隔壁无影(2 / 2)
一片空白。
更可怕的是,院子角落里蜷缩着四五团人形的黑影,都在微微颤抖。
徐缓之的影子走到文先生面前,文先生伸出手,竟从怀里掏出一把剪刀,开始小心翼翼地修剪影子的边缘。
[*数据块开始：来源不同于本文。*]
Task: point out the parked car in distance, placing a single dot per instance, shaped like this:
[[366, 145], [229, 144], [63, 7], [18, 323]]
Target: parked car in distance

每剪下一小片,那影子就颤抖一下,文先生便将剪下的部分贴在自己脚下。
贴上的地方,渐渐浮现出淡淡的、残缺的影痕。
“还差一点……还差最后一点就够了……”文先生喃喃自语,声音里满是贪婪。
徐缓之终于明白,那些黑影,都是被剪过、被掠夺过的影子!
而文先生自己,早已是个没有影子的“人”!
他转身想逃,脚下却踩断了一截枯枝。
“咔嚓”。
院子里的文先生猛然抬头,绿莹莹的眼睛直直盯住了门缝外的徐缓之。
“徐先生……”他的声音变得又尖又细,“既然来了,何必急着走?”
文先生站起身,他脚下的残影扭曲着,像无数条黑蛇在游动。
那些角落里的黑影也开始蠕动,慢慢朝门口聚拢过来。
徐缓之拔腿就跑,冲出巷口,却迎面撞上一个更夫。
更夫手里的灯笼照亮了他的脸,惊呼:“徐先生?你、你的影子呢?”
徐缓之低头,借着灯光,他看到自己脚下空空如也。
雨水打湿的石板上,只有他自己的双脚,却没有本该如影随形的黑影。
恐惧攫住了他的喉咙。
他回头,看见文先生正站在巷子深处,朝他轻轻招手。
更夫顺着他的目光望去,却一脸茫然:“你看什么呢?那边什么都没有啊。”
只有徐缓之能看到——文先生脚下的残影正在生长,渐渐有了完整的轮廓。
而那个轮廓,分明就是他自己的身形!
徐缓之没命地跑回小楼,反锁所有门窗。
他撕下床头的铜镜,狠狠砸在地上。
铜镜碎裂的瞬间,他仿佛听到无数声凄厉的哀嚎。
镜子的碎片里,映出无数张痛苦扭曲的脸——都是之前那些租客的影子!
天快亮时,徐缓之做了一个决定。
他找出所有蜡烛,在屋里点满,让光亮充斥每一个角落。
没有影子的人,最怕的应该就是光吧?
正午时分,他揣着把柴刀,再次走向文家院子。
院门大敞着,里面空无一人。
芭蕉叶依然浓绿,书房里墨迹未干,那幅画还摊在桌上。
只是画中人的眉眼,此刻已与徐缓之一模一样。
画的题跋写着:“嘉靖某年某月某日,收第七影,形神渐备,大功将成。”
徐缓之烧了那幅画,又砸了书房里所有可疑的物件。
他在墙角找到一个陶瓮,瓮口封着厚厚的蜡。
砸开陶瓮,里面是满满一瓮黑黢黢的、粘稠如膏的东西,散发着浓烈的河腥气。
瓮底沉着几枚铜钱,最早的一枚,竟是前朝弘治年间的。
这个“文先生”,到底在这里住了多少年?
又到底收集了多少人的影子?
徐缓之不敢细想,他连夜搬离了小楼。
新住处是在闹市,白天人来人往,夜里灯火通明。
他以为自己安全了。
直到某个深夜,他从睡梦中渴醒,迷迷糊糊走到桌边倒水。
月光从窗外照进来,将他的身影投在地上。
徐缓之无意间低头,整个人瞬间僵住了。
地上的影子,正缓缓抬起一只手——那动作,分明不是他自己的动作!
影子转过头(尽管它根本没有真实的头颈),用那个侧影的轮廓,对着徐缓之,露出了一个与文先生如出一辙的、僵硬而贪婪的笑容。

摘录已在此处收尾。